Nada disso é persuasão. É comunicação clínica bem feita e acompanhamento com data marcada, registrado onde a equipe inteira enxerga. Se você fizer só duas coisas desta lista, faça a imagem na tela e o contato de D+1.
Perguntas frequentes
Por que o paciente aprova o orçamento na consulta e depois não volta?
Na maioria dos casos ele aprovou por educação, não por convicção: não enxergou o problema, não entendeu o vocabulário técnico ou não era quem decide o gasto em casa. Some a isso o silêncio da clínica depois da consulta, que funciona como confirmação de que aquilo não era urgente. A correção é mostrar a imagem do exame durante a consulta e registrar o motivo real da recusa no prontuário, em vez de assumir que foi preço.
Devo mostrar o raio X ou a tomografia para o paciente durante a consulta?
Sim. Mostrar a radiografia, a panorâmica ou a tomografia é parte de explicar o diagnóstico que você já fez, e o consentimento livre e esclarecido pressupõe que o paciente entenda o que está sendo proposto. Aponte a região, compare com o dente saudável ao lado e nomeie tudo em português simples, sem dramatizar prazos. O que não vale é induzir com prognóstico exagerado ou prometer resultado.

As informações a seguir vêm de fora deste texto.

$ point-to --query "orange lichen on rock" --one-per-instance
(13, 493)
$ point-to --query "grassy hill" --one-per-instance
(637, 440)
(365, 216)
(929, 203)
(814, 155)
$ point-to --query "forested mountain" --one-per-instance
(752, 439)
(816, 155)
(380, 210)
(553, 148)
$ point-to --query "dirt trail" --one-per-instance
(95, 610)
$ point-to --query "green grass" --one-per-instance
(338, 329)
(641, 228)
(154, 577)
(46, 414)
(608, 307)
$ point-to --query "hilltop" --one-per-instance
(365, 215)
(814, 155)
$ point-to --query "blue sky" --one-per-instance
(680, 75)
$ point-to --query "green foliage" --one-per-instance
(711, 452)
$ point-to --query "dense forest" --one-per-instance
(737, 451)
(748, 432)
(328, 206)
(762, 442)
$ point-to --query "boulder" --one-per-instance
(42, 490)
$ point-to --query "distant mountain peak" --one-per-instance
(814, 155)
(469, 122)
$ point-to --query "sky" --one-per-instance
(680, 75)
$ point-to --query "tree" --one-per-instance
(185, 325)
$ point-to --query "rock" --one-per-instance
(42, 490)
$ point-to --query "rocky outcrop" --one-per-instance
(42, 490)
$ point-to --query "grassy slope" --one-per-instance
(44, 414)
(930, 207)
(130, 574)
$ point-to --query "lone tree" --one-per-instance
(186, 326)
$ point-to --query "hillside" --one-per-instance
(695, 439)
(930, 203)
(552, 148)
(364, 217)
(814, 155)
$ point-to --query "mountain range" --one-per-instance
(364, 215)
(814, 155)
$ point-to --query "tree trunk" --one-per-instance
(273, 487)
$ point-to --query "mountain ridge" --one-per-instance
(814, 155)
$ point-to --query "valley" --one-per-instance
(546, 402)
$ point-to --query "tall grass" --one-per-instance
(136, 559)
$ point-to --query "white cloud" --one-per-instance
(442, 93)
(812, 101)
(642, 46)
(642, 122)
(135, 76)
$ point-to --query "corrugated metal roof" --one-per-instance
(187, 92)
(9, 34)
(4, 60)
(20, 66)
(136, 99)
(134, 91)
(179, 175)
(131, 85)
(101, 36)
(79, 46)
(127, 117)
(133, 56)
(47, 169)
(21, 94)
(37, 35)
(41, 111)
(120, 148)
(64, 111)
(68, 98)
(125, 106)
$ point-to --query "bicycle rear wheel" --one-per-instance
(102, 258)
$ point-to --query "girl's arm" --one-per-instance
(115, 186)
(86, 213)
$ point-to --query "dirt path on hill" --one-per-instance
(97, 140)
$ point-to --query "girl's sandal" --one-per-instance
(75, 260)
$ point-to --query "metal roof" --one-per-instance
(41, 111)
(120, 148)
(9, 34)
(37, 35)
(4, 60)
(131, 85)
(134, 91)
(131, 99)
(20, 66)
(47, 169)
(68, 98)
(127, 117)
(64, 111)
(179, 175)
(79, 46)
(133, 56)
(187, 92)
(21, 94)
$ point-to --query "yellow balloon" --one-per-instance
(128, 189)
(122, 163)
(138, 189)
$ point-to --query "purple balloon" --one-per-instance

Quanto tempo depois da consulta devo fazer o follow-up de um orçamento não aceito?
O primeiro contato deve sair entre 24 e 48 horas, enquanto a imagem e a explicação ainda estão frescas. Depois disso, mantenha uma cadência de 7, 30 e 90 dias, cada uma com objetivo diferente: dúvida, prioridade clínica da primeira fase, retorno de acompanhamento e reavaliação. Passar duas semanas em silêncio ensina ao paciente que o caso podia esperar.
Quantas vezes posso entrar em contato com o paciente sem ser inconveniente?
Três tentativas sem resposta são o limite prático. Depois disso, marque o orçamento como sem retorno e pare, porque a insistência queima a relação e devolve o paciente com uma lembrança ruim da clínica. Ele continua na base e entra no ciclo normal de reavaliação. Se pedir para não ser mais contatado, registre a manifestação e respeite, conforme a LGPD.
Quem deve apresentar o orçamento: o dentista na cadeira ou a recepção?
O dentista apresenta o diagnóstico, as fases do plano e a prioridade clínica, porque foi ele quem leu o exame e assina o caso. A recepção assume depois, para formalizar o documento por escrito, tratar condições de pagamento e conduzir a cadência de retorno com um script combinado. Casos complexos de implantodontia ou ortodontia pedem que o próprio profissional faça o contato de retorno.
Como calcular a taxa de aceitação de orçamento da minha clínica?
Divida os orçamentos aceitos no mês pelo total de orçamentos apresentados no mesmo mês e multiplique por 100. Considere aceito apenas o plano cuja primeira sessão foi efetivamente realizada, não o que recebeu um sim verbal, para não inflar o número. Acompanhe junto o ticket médio, o valor parado em orçamentos abertos e a taxa por profissional e por procedimento, que é onde o gargalo aparece.